Okay, in the Escape Velocity Equation, with the usual notations,

v²=2gR²/r + (v₀²-2gR)

 

a few articles like www.math.binghamton.edu/erik/teaching/02-separable.pdf and http://www.uv.es/EBR...5000_17_84.htmlgive the following explanation:

 

In

review, we know that at the surface of the earth, i.e., at r = R, the velocity is positive, i.e., v = v₀. Examining the right side of the Velocity Equation reveals that the velocity of the object will remain positive if and only if:

 

(v₀²-2gR)>=0

...

 

...

Hence, the minimum such velocity, i.e. v₀=√2gR is the escape velocity

...(implying that v₀>=√2gR)

 

 

That raises a few doubts in my mind:

(1)Does the term 2gR²/r become zero?

 

(2) If the answer to (1) is yes(i.e. 2gR²/r=0), then how come v₀ is allowed a value equal to √2gR?(since, substituting v₀=√2gR in the original equation(i.e. v²=2gR²/r + (v₀²-2gR)) will yield v=0(which is obviously not desired if a particle has to escape the Earth)

 

(3)If the answer to (1) is no(i.e. 2gR²/r>0), then what is the fuss about (v₀²-2gR) being required to be positive at all?
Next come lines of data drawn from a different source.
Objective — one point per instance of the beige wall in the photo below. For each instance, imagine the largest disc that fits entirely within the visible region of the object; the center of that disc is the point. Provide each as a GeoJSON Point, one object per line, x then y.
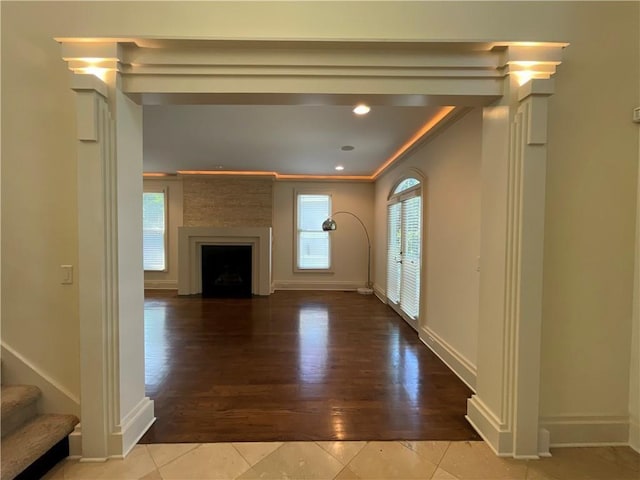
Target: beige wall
{"type": "Point", "coordinates": [227, 201]}
{"type": "Point", "coordinates": [451, 199]}
{"type": "Point", "coordinates": [172, 186]}
{"type": "Point", "coordinates": [591, 190]}
{"type": "Point", "coordinates": [348, 242]}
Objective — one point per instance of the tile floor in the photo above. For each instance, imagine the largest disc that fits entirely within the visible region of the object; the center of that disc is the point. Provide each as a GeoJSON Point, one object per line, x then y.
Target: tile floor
{"type": "Point", "coordinates": [352, 461]}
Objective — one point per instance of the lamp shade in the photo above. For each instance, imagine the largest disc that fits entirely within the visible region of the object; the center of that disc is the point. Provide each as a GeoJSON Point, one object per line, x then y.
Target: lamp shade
{"type": "Point", "coordinates": [329, 224]}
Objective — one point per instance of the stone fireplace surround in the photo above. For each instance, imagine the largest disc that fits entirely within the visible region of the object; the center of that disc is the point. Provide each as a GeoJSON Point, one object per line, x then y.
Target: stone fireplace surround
{"type": "Point", "coordinates": [191, 240]}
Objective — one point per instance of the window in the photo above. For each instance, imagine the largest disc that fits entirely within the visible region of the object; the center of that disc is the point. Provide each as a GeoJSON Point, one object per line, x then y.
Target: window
{"type": "Point", "coordinates": [404, 249]}
{"type": "Point", "coordinates": [312, 244]}
{"type": "Point", "coordinates": [153, 231]}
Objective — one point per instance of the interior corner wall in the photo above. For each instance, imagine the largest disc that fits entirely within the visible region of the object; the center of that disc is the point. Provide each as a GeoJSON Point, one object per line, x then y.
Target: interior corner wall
{"type": "Point", "coordinates": [591, 190]}
{"type": "Point", "coordinates": [39, 206]}
{"type": "Point", "coordinates": [634, 370]}
{"type": "Point", "coordinates": [173, 188]}
{"type": "Point", "coordinates": [450, 163]}
{"type": "Point", "coordinates": [348, 242]}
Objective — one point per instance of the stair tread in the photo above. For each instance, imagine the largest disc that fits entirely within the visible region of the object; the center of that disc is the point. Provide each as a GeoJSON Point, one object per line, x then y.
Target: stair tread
{"type": "Point", "coordinates": [32, 440]}
{"type": "Point", "coordinates": [13, 397]}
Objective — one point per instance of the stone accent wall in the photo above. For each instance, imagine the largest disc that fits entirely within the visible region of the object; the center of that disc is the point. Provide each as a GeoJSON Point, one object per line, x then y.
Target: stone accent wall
{"type": "Point", "coordinates": [223, 201]}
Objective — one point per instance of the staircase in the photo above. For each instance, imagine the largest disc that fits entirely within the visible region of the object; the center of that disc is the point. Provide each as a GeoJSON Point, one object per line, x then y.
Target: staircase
{"type": "Point", "coordinates": [32, 443]}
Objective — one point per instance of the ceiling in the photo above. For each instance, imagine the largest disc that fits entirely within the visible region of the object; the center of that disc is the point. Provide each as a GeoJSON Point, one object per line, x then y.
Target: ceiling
{"type": "Point", "coordinates": [286, 139]}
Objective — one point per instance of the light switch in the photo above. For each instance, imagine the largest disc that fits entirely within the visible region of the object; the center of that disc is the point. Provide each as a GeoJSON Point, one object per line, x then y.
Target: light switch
{"type": "Point", "coordinates": [66, 274]}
I mean, if it were negative, does it affect the original equation so much that v becomes zero?

 

Question (3) could be rephrased in this way:

If (v₀²-2gR) becomes negative, does it always become less than (2gR²/r)?(thus giving v as negative)

[Dave]

I think that they are making the observation that r is very large (and much bigger than [math]R^2[/math]). Therefore the first time is very close to zero and thus ignored.